Près de 10 000 milliards d’euros stagnent aujourd’hui sur des comptes bancaires à travers l’Union européenne. Une somme colossale, équivalente au PIB cumulé de l’Allemagne, de la France, de l’Italie et de l’Espagne sur une année, qui dort au lieu de financer l’économie réelle. Pour la Commission européenne, il est temps de pousser les ménages à transformer cette épargne prudente en investissements productifs. L’exécutif bruxellois a présenté une stratégie visant à orienter cette manne vers la Bourse et les obligations. Objectif affiché : créer une Union de l’épargne et de l’investissement, destinée à irriguer les PME, soutenir l’innovation, accélérer la transition écologique et renforcer les grands projets du continent. Selon ses estimations, ce plan pourrait générer jusqu’à 470 milliards d’euros supplémentaires d’investissements par an.
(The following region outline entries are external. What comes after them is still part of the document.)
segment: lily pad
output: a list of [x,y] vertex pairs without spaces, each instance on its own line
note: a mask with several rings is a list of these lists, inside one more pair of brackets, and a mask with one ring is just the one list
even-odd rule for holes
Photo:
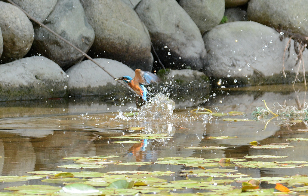
[[230,138],[235,138],[237,137],[237,136],[218,136],[217,137],[208,137],[206,139],[224,139]]
[[248,159],[255,159],[260,158],[261,159],[280,159],[281,158],[286,158],[287,156],[275,156],[274,155],[247,155],[244,157],[245,158]]
[[191,149],[192,150],[221,150],[228,148],[228,147],[224,146],[195,146],[189,147],[184,147],[185,149]]
[[263,146],[252,146],[250,147],[253,148],[265,148],[267,149],[281,149],[291,148],[294,147],[292,146],[288,145],[263,145]]
[[110,137],[110,138],[121,139],[165,139],[171,138],[172,137],[169,136],[167,134],[156,133],[153,134],[145,134],[143,133],[133,133],[130,135],[125,135],[122,136]]
[[70,164],[57,166],[57,167],[69,169],[79,169],[82,170],[84,169],[102,168],[105,167],[106,167],[106,165],[96,165],[95,164]]
[[126,140],[123,141],[116,141],[113,142],[112,143],[141,143],[142,141],[138,141],[135,140]]

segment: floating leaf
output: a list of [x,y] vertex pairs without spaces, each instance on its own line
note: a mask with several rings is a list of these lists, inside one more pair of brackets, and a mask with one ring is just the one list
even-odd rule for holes
[[67,172],[63,172],[57,174],[54,176],[55,178],[72,178],[74,177],[74,175],[71,173]]
[[257,120],[249,119],[247,118],[239,119],[233,118],[223,118],[222,119],[222,120],[224,120],[225,121],[233,121],[235,122],[238,121],[256,121]]
[[75,183],[64,186],[60,192],[74,194],[87,194],[98,193],[97,189],[94,186],[84,184]]
[[119,180],[110,184],[107,187],[116,189],[131,189],[134,183],[135,182],[133,181],[128,181],[126,180]]
[[290,190],[280,183],[276,183],[275,188],[282,192],[289,192]]
[[270,149],[281,149],[282,148],[291,148],[293,146],[288,145],[264,145],[263,146],[251,146],[251,147],[253,148],[266,148]]
[[184,147],[185,149],[191,149],[193,150],[220,150],[228,148],[228,147],[223,146],[195,146],[189,147]]
[[303,138],[301,137],[297,138],[288,138],[286,139],[286,140],[292,141],[308,141],[308,138]]
[[123,141],[116,141],[113,142],[112,143],[141,143],[142,141],[139,141],[135,140],[127,140]]
[[57,167],[69,169],[79,169],[81,170],[83,169],[102,168],[106,167],[106,166],[103,165],[96,165],[95,164],[71,164],[57,166]]
[[245,191],[249,189],[257,189],[258,188],[258,185],[252,184],[250,183],[245,182],[242,182],[242,190],[243,191]]
[[129,162],[128,163],[117,163],[117,165],[151,165],[153,163],[152,162]]
[[258,143],[257,142],[253,141],[253,142],[249,142],[249,144],[252,146],[257,146],[259,143]]
[[224,139],[230,138],[234,138],[237,137],[237,136],[218,136],[218,137],[208,137],[206,139]]
[[261,158],[261,159],[279,159],[280,158],[286,158],[287,156],[275,156],[274,155],[247,155],[244,157],[245,158],[248,159],[255,159],[256,158]]

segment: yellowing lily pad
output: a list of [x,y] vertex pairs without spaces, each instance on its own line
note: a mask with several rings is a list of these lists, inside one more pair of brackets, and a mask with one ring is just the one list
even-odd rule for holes
[[229,139],[230,138],[235,138],[237,137],[237,136],[218,136],[217,137],[208,137],[206,138],[206,139]]
[[125,135],[122,136],[110,137],[110,138],[121,139],[165,139],[171,138],[172,137],[169,136],[167,134],[156,133],[153,134],[145,134],[143,133],[133,133],[130,135]]
[[263,145],[263,146],[252,146],[250,147],[253,148],[265,148],[267,149],[281,149],[291,148],[294,147],[292,146],[288,145]]
[[112,143],[141,143],[142,142],[142,141],[135,140],[127,140],[123,141],[116,141],[113,142]]
[[195,146],[189,147],[184,147],[185,149],[191,149],[193,150],[220,150],[228,148],[228,147],[224,146]]
[[280,159],[281,158],[286,158],[287,156],[275,156],[274,155],[247,155],[244,157],[245,158],[248,159],[255,159],[260,158],[261,159]]

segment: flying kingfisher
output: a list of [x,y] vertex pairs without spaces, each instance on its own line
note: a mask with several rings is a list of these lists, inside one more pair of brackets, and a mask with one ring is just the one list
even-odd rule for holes
[[115,78],[115,80],[125,81],[136,94],[147,101],[147,89],[144,85],[148,85],[151,82],[156,82],[158,80],[158,78],[156,75],[151,72],[137,69],[135,70],[135,76],[133,79],[130,76],[125,76]]

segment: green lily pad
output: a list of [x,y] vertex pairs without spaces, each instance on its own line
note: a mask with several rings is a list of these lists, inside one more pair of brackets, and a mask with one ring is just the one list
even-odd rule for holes
[[206,139],[224,139],[230,138],[235,138],[237,137],[237,136],[218,136],[217,137],[211,136],[206,138]]
[[107,186],[108,188],[116,189],[131,189],[134,186],[135,181],[127,181],[126,180],[119,180],[111,183]]
[[106,165],[96,165],[95,164],[70,164],[57,166],[57,167],[69,169],[79,169],[82,170],[83,169],[102,168],[106,167]]
[[174,171],[108,171],[108,174],[150,174],[158,176],[170,176],[175,173]]
[[185,149],[192,150],[221,150],[228,148],[228,147],[224,146],[195,146],[192,147],[184,147]]
[[303,138],[300,137],[297,138],[288,138],[286,139],[286,140],[290,141],[308,141],[308,138]]
[[281,158],[286,158],[287,156],[275,156],[274,155],[247,155],[244,157],[245,158],[248,159],[255,159],[260,158],[261,159],[280,159]]
[[138,141],[134,140],[127,140],[123,141],[116,141],[113,142],[112,143],[141,143],[142,141]]
[[292,148],[294,147],[292,146],[288,145],[263,145],[263,146],[251,146],[253,148],[266,148],[267,149],[281,149],[287,148]]

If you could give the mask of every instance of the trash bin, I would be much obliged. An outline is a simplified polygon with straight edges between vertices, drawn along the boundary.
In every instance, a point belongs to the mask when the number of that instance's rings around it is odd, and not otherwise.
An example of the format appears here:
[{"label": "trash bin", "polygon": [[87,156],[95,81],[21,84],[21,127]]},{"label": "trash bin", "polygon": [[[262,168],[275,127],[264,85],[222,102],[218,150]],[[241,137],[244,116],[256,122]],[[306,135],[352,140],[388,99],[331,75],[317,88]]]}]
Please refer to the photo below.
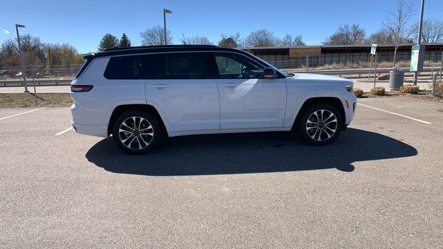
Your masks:
[{"label": "trash bin", "polygon": [[389,86],[391,91],[398,91],[403,86],[404,69],[402,67],[395,67],[389,72]]}]

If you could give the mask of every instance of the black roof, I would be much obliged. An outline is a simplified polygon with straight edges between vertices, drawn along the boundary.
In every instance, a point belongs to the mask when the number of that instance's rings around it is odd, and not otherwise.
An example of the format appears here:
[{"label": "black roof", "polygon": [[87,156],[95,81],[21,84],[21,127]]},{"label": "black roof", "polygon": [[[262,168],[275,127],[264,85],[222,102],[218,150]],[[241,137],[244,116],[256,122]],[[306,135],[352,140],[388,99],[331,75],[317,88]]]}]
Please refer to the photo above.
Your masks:
[{"label": "black roof", "polygon": [[237,48],[222,48],[214,45],[165,45],[143,46],[127,48],[107,48],[101,52],[83,55],[85,59],[92,59],[110,55],[133,55],[158,52],[201,51],[201,50],[235,51],[244,54],[247,53]]}]

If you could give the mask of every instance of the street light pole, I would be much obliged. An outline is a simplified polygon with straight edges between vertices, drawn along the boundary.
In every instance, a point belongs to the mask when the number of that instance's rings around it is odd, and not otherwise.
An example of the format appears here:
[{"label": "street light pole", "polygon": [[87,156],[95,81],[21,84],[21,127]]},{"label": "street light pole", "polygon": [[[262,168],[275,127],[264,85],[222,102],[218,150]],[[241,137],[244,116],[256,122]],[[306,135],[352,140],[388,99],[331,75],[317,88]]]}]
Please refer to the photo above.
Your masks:
[{"label": "street light pole", "polygon": [[23,56],[21,56],[21,48],[20,47],[20,35],[19,35],[19,28],[26,28],[24,25],[15,24],[15,32],[17,32],[17,42],[19,45],[19,55],[20,55],[20,64],[21,64],[21,75],[23,75],[23,82],[25,86],[25,93],[29,93],[28,91],[28,84],[26,83],[26,75],[25,74],[25,64],[23,62]]},{"label": "street light pole", "polygon": [[[420,10],[420,21],[418,24],[418,37],[417,37],[417,45],[420,46],[422,43],[422,28],[423,26],[423,10],[424,10],[424,0],[422,0],[422,10]],[[418,78],[418,72],[414,73],[414,82],[415,85],[417,84],[417,80]]]},{"label": "street light pole", "polygon": [[166,13],[170,14],[172,12],[171,10],[166,10],[165,8],[163,8],[163,31],[164,31],[164,44],[163,45],[168,45],[168,32],[166,32]]}]

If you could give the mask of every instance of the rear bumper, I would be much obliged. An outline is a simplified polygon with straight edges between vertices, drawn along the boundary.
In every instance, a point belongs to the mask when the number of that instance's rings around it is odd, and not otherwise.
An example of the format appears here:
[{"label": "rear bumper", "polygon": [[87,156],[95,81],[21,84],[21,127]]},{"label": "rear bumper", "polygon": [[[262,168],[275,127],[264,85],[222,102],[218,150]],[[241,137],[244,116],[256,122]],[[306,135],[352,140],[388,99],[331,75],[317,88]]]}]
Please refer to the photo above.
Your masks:
[{"label": "rear bumper", "polygon": [[103,125],[91,125],[91,124],[81,124],[75,122],[75,120],[71,120],[71,124],[75,132],[80,134],[95,136],[106,138],[107,134],[107,124]]}]

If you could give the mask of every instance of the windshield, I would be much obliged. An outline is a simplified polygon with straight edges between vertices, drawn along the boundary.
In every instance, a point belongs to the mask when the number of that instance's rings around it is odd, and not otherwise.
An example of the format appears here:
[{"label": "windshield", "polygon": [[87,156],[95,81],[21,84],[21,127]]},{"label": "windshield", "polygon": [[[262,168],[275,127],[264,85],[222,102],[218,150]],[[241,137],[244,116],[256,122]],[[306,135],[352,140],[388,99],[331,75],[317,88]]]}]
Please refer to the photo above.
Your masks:
[{"label": "windshield", "polygon": [[276,67],[272,66],[271,64],[270,64],[269,63],[268,63],[267,62],[264,61],[263,59],[262,59],[261,58],[259,58],[258,57],[255,56],[255,55],[253,55],[254,57],[255,57],[257,59],[258,59],[260,62],[264,64],[265,65],[268,66],[269,67],[273,68],[274,68],[276,71],[279,72],[280,73],[282,74],[283,76],[284,76],[285,77],[291,77],[290,75],[288,75],[287,73],[284,73],[284,72],[282,72],[281,71],[280,71],[278,68],[277,68]]}]

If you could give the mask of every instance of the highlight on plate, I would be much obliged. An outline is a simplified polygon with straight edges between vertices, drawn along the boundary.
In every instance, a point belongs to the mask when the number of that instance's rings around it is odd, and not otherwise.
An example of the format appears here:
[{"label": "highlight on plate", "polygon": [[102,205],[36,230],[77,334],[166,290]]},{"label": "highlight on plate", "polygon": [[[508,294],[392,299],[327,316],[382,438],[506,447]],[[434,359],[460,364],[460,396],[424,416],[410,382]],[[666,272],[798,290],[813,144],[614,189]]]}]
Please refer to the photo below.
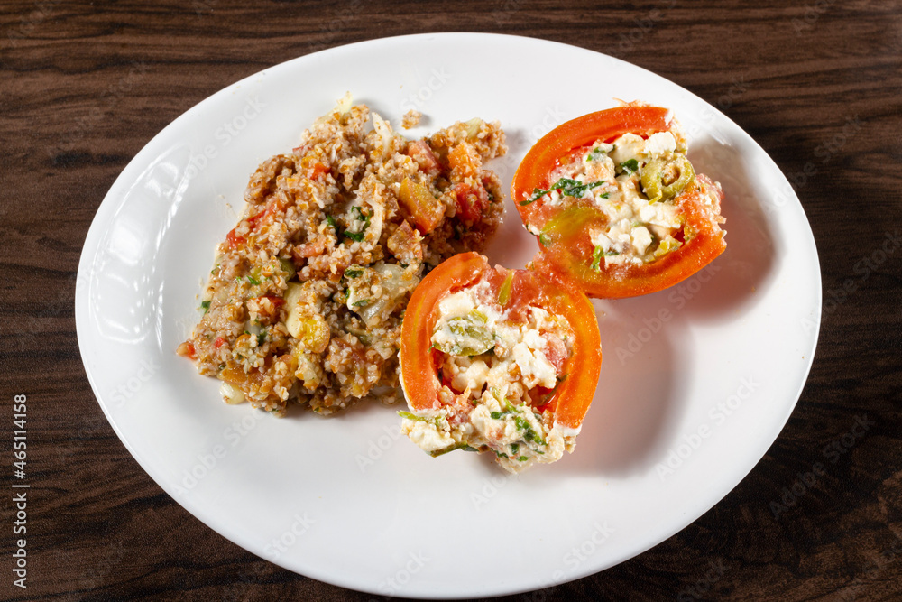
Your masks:
[{"label": "highlight on plate", "polygon": [[506,150],[481,119],[407,140],[345,96],[251,176],[178,353],[222,381],[227,403],[277,415],[398,400],[407,301],[431,267],[496,230],[503,195],[483,164]]}]

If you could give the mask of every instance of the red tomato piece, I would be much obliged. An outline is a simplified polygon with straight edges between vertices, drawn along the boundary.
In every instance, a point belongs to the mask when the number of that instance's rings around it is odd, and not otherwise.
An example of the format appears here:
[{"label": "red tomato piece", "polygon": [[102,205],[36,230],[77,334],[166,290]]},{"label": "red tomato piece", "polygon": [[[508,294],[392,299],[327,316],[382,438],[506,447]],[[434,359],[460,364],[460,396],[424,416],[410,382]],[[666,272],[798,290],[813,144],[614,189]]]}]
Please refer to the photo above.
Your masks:
[{"label": "red tomato piece", "polygon": [[612,299],[647,294],[673,286],[707,265],[726,248],[720,228],[720,187],[704,175],[672,199],[682,227],[673,237],[678,247],[641,264],[599,261],[591,233],[603,230],[609,218],[584,199],[569,205],[547,202],[552,173],[560,172],[596,141],[612,142],[624,134],[647,138],[671,131],[667,109],[630,105],[592,113],[552,130],[529,150],[514,174],[511,196],[524,225],[540,232],[535,269],[572,282],[590,297]]},{"label": "red tomato piece", "polygon": [[442,263],[420,282],[410,297],[401,326],[400,368],[401,385],[412,410],[441,407],[440,357],[431,342],[439,301],[480,279],[489,282],[488,294],[497,299],[511,273],[506,310],[540,307],[565,319],[574,333],[569,357],[562,341],[549,344],[549,362],[566,377],[543,400],[540,409],[550,410],[556,423],[572,429],[580,426],[594,395],[602,363],[598,322],[592,304],[585,295],[566,283],[543,278],[532,270],[492,268],[476,253],[456,255]]}]

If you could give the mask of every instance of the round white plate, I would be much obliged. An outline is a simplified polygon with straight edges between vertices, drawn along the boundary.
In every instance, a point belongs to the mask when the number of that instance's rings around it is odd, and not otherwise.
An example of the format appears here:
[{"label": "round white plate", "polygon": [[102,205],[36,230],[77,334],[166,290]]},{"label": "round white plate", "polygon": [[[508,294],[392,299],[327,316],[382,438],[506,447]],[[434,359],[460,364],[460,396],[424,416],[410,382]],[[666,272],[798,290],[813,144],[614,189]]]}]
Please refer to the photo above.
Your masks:
[{"label": "round white plate", "polygon": [[[729,88],[725,82],[724,86]],[[604,361],[575,452],[509,477],[488,458],[432,458],[395,411],[362,404],[282,420],[228,406],[175,355],[198,318],[216,245],[248,177],[290,152],[346,91],[408,136],[498,120],[510,185],[555,125],[642,99],[673,108],[690,158],[726,192],[728,247],[672,289],[596,301]],[[536,250],[510,199],[487,255]],[[375,594],[536,589],[621,562],[714,505],[796,404],[821,313],[811,230],[788,182],[735,124],[616,59],[529,38],[426,34],[317,52],[215,94],[160,133],[101,204],[85,242],[78,343],[100,405],[160,486],[201,521],[286,569]]]}]

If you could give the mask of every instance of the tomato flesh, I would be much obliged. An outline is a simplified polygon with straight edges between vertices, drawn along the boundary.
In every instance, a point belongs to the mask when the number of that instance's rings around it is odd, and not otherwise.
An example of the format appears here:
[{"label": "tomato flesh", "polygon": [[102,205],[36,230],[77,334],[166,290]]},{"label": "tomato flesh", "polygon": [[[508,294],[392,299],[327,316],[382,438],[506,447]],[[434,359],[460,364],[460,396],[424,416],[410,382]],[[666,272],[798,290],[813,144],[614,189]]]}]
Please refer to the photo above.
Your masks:
[{"label": "tomato flesh", "polygon": [[[583,156],[588,145],[610,143],[624,134],[642,137],[669,131],[669,111],[657,107],[626,106],[592,113],[552,130],[527,153],[514,175],[511,196],[524,225],[538,232],[539,253],[535,269],[571,282],[590,297],[622,298],[647,294],[672,286],[702,269],[726,248],[718,226],[719,187],[703,175],[675,200],[683,227],[674,238],[678,248],[643,264],[607,266],[594,257],[590,235],[603,230],[609,219],[580,199],[569,207],[533,199],[535,190],[547,190],[561,165]],[[558,170],[559,172],[559,170]],[[714,198],[716,202],[706,203]]]},{"label": "tomato flesh", "polygon": [[[553,411],[555,422],[578,428],[592,403],[601,370],[602,351],[598,322],[589,300],[556,281],[543,280],[532,270],[512,271],[511,292],[504,306],[511,320],[525,314],[529,306],[540,307],[567,321],[575,340],[566,357],[562,341],[551,343],[549,361],[559,374],[567,375],[544,400],[543,408]],[[430,272],[410,297],[401,326],[401,384],[410,408],[438,409],[441,365],[432,348],[431,337],[438,320],[437,305],[448,294],[474,284],[489,282],[488,294],[497,299],[510,272],[492,268],[475,253],[455,255]]]}]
Produits accessibles et incitations fiscales
Pour convaincre les Européens de franchir le pas, Bruxelles veut simplifier l’accès aux marchés financiers. Des placements dès 10 euros seraient proposés, dans des actions, obligations ou fonds, en écartant les produits jugés trop risqués. L’idée : démocratiser la Bourse, souvent perçue comme réservée aux initiés. La Commission compte aussi sur la carotte fiscale. Les revenus générés par ces nouveaux comptes d’investissement pourraient bénéficier d’avantages, afin de séduire des épargnants habitués à privilégier le Livret A et ses équivalents nationaux. Mais Bruxelles prévient : sans confiance et sans pédagogie, ces incitations resteront lettre morte.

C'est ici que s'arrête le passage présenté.